A detailed look at Matrix’s AI Server Medical Diagnosis Services.

For the past few months, the Matrix community has been able to interact and experiment with a couple of the Matrix AI Server’s basic features — namely, Matrix AI Pose Detection and Object Detection. Indeed, these two functions were the basis for a couple community competitions. While important building blocks in their own right, these two AI services barely scratch the surface of what is possible with the Matrix AI Server and its many AI services.

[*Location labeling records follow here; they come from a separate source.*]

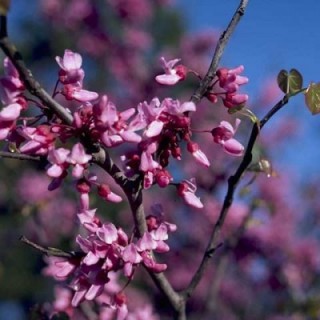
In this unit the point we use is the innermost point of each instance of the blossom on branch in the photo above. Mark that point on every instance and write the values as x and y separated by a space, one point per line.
173 74
223 135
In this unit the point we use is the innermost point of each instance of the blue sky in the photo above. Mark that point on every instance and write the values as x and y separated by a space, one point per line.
273 35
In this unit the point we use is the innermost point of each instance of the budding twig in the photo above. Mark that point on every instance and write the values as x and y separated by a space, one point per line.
26 76
228 200
223 40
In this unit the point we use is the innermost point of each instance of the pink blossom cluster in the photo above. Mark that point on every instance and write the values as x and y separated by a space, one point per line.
157 131
107 250
226 84
11 96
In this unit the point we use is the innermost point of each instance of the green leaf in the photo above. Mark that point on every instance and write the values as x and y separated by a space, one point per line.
312 97
290 82
295 81
282 80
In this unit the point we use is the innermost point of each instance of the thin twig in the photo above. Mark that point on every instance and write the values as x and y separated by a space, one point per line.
223 40
26 76
18 156
53 252
232 185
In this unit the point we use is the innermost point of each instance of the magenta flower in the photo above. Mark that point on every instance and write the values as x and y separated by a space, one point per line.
130 257
58 160
186 190
79 159
40 139
172 74
223 135
230 80
112 125
105 192
71 71
199 155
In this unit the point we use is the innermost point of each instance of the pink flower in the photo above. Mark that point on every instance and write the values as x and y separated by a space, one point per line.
57 158
40 139
79 159
112 125
130 257
230 80
105 192
186 190
74 92
223 135
194 149
71 71
172 74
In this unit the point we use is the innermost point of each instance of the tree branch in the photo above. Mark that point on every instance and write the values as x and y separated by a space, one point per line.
52 252
223 40
18 156
232 185
26 76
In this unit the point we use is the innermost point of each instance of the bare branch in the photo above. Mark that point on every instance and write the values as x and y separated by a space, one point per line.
53 252
18 156
26 76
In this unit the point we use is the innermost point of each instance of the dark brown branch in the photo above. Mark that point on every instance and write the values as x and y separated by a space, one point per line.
223 40
26 76
18 156
53 252
232 185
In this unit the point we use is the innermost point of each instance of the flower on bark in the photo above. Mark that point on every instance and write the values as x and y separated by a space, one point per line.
230 81
186 190
71 75
173 74
223 135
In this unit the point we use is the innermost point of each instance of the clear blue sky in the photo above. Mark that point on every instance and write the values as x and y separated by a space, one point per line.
273 35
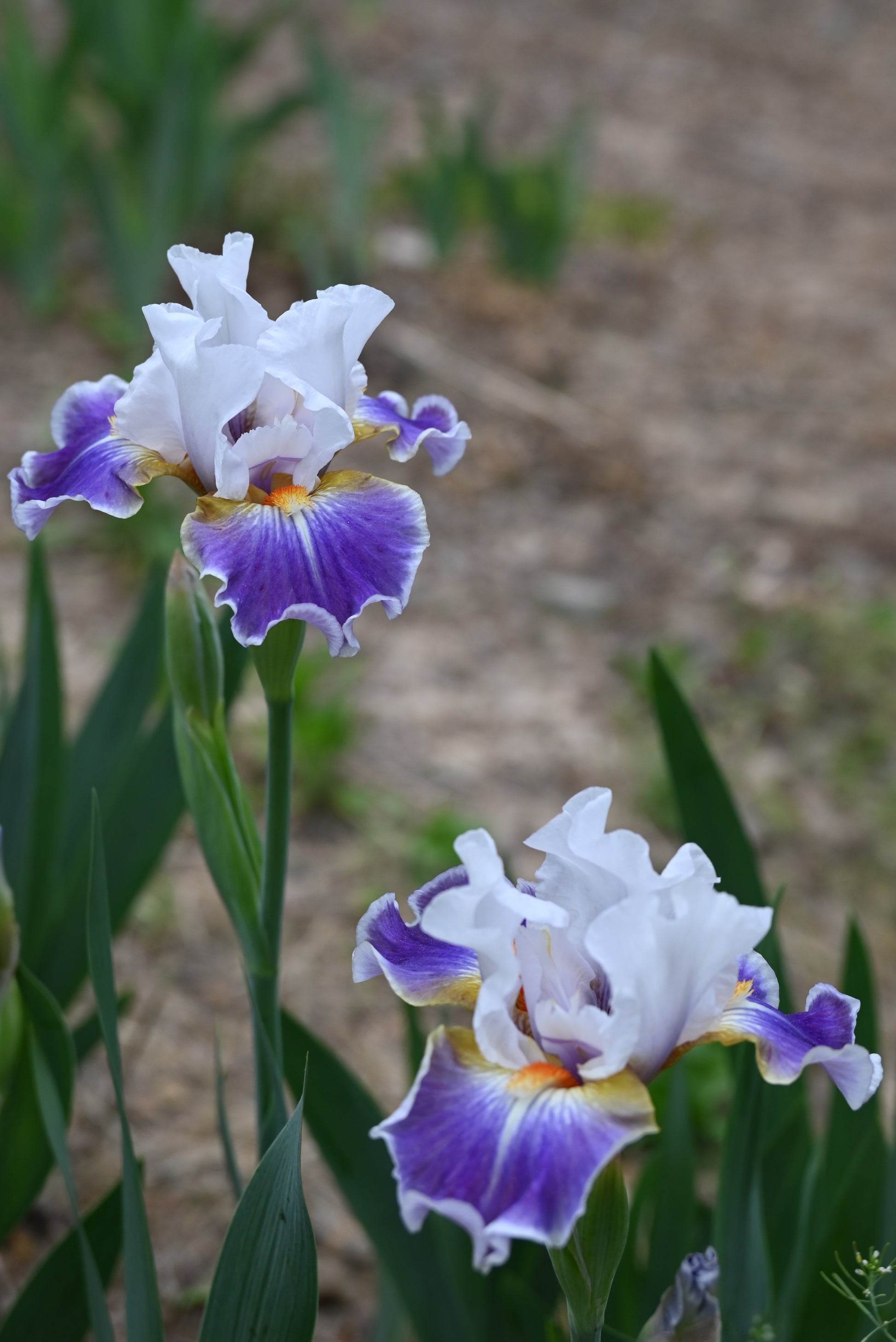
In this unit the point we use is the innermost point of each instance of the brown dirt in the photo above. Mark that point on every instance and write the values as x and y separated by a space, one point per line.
739 378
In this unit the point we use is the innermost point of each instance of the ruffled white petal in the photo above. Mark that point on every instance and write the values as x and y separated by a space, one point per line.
676 953
149 414
216 288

Artificial Intelligence Meets Medical Diagnosis

Like with many industries, artificial intelligence is poised to revolutionize the medical industry. Medical diagnosis, in particular, is primed for a revolution. When working in concert with established diagnostic approaches, AI has the potential to improve the accuracy of medical diagnoses, detect diseases and medical conditions at an earlier stage, and limit the variability in the quality of care a patient receives; just to name a few obvious advantages. According to Matrix Chief AI Scientist Professor Steve Deng, the “integration of blockchain and AI is bridging several emerging issues for AI in the medical field. There is the growing demand for parallel processing and quick turnaround of different kinds of AI assisted diagnoses.” To this end, the Matrix AI Network is currently working with several hospitals including the Shanghai Pulmonary Hospital (affiliated to Tongji University) and the Huadong Hospital (affiliated to Fudan University).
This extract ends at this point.